Here’s what I do see a justification to criticize: the absence of leadership, focus, and chain of command. It is at least 48 hours past time for Governor Jay Nixon to step in and take over the microphone. We should be seeing him standing shoulder to shoulder with the mayor of Ferguson, the commander of the state police, the chief of the Ferguson police, and the county sheriff. Frankly, the federal government should have stood politely in the background, the city should have had prompt back-up, and Missouri should have taken the lead on this problem from the get-go.
Maybe it’s necessary to call out the National Guard. But maybe it’s not. My sense at this point is that there’s one main thing that needs to happen, and that’s identifying outside agitators and systematically separating them from the local crowds. Crossing state lines to hold signs is one thing. Crossing state lines to incite people to throw Molotov cocktails is a felony. No one has a civil right to do the latter. For that problem, law enforcement is the answer, not tanks and armored personnel carriers in the streets.

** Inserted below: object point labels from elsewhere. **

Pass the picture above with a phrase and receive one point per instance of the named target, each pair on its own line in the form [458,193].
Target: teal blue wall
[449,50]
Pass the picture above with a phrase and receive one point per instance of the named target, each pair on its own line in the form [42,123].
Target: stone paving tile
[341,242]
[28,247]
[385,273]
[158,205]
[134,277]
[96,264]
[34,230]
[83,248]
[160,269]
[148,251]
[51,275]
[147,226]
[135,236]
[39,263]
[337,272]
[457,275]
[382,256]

The FBI can certainly help with that problem. But it should be helping, not taking the lead.
Competing versions of the original incident
Final note for tonight: the Ferguson police have released some information on their version of what happened in the Michael Brown shooting. It differs from the version given by Brown’s friend Dorian Johnson. A summary of the competing versions is below (from the ABC 6 report linked above):
Police have said Brown was shot after an officer encountered him and another man on the street. They say one of the men pushed the officer into his squad car, then physically assaulted him in the vehicle and struggled with the officer over the officer’s weapon. At least one shot was fired inside the car. The struggle then spilled onto the street, where Brown was shot multiple times. In their initial news conference about the shooting, police didn’t specify whether Brown was the person who scuffled with the officer in the car and have refused to clarify their account.

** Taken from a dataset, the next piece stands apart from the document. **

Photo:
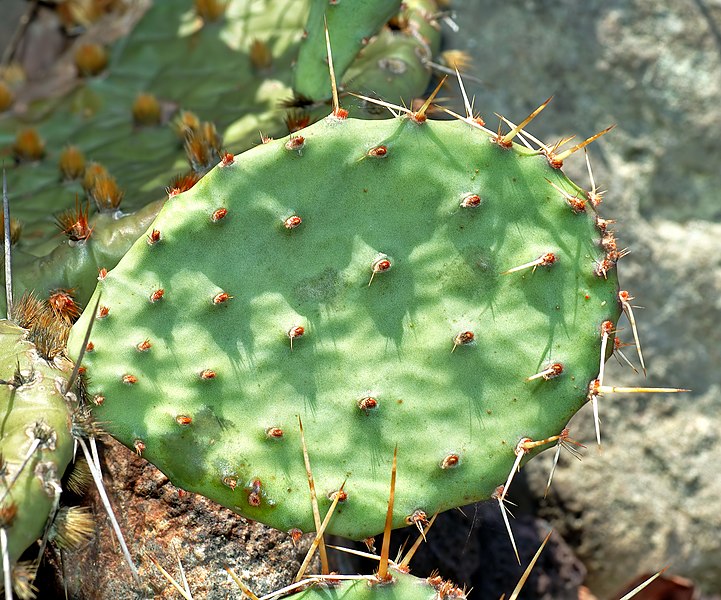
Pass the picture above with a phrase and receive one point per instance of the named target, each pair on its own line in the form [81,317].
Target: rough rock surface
[162,521]
[653,68]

Jackson said Wednesday that the officer involved sustained swelling facial injuries.
Dorian Johnson, who says he was with Brown when the shooting happened, has told a much different story. He has told media outlets that the officer ordered them out of the street, then tried to open his door so close to the men that it “ricocheted” back, apparently upsetting the officer. Johnson says the officer grabbed his friend’s neck, then tried to pull him into the car before brandishing his weapon and firing. He says Brown started to run and the officer pursued him, firing multiple times. Johnson and another witness both say Brown was on the street with his hands raised when the officer fired at him repeatedly.
The road ahead looks like a long one.